In the making of a chair, as in the building of a boat by one who has had
no training in any branch of carpentry, there is scope for the personal
element. Though the parts have been cut and trimmed with minute care and
all possible precision, each, according to requirements, being the
duplicate of the other, when they come to be assembled obstructive
obstinacy prevails. One of the most fiendish things the art of man
contrives is a chair out of the routine design made by a rule-of-thumb
carpenter. Grotesque in its deformities, you must needs pity your own
mishandling of the obstinate wood. Have you courage to smile at the
misshapen handiwork, or do you cowardly, discard the deformity you have
created? How it grunts and groans as pressure is applied to its stubborn
bent limbs! Curvature of the spine is the least of its ills. It limps and
creaks when fixed tentatively for trial. Tender-footed, it stands awry,
heaving one leg aloft--as crooked and as perverse as Caliban. In good
time, botching here, violent constraint there, the chair finds itself or
is forced so to do, for he is a weak man who is not stronger than his own
chair.
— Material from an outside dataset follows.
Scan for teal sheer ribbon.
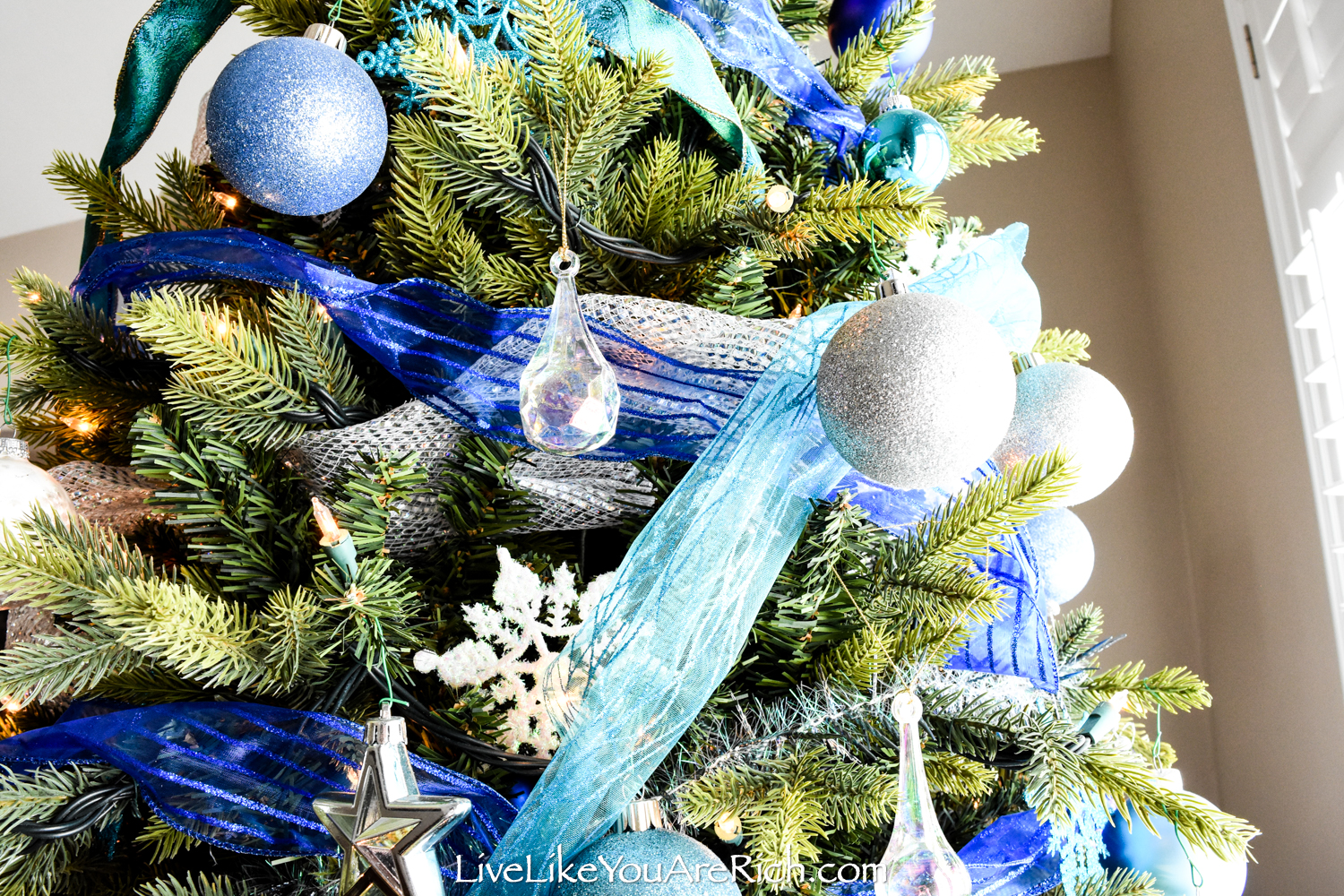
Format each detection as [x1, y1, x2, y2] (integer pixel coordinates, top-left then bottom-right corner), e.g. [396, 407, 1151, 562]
[472, 302, 867, 896]
[80, 0, 234, 264]
[575, 0, 762, 170]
So, after many days' intense toil--toil which even troubled the
night watches, for have I not lain awake with thoughts automatically
concentrated on a seemingly impossible problem, plotting by what illicit
and awful torture it might be possible for the tough and stubborn parts
to be brought into juxtaposition--there is a chair--a solid, sitable
chair, which neither squeaks, nor shuffles, nor shivers. May be you are
ashamed at the quantity of mind the dull article of furniture has
absorbed; but there are other reflections--homely as well as philosophic.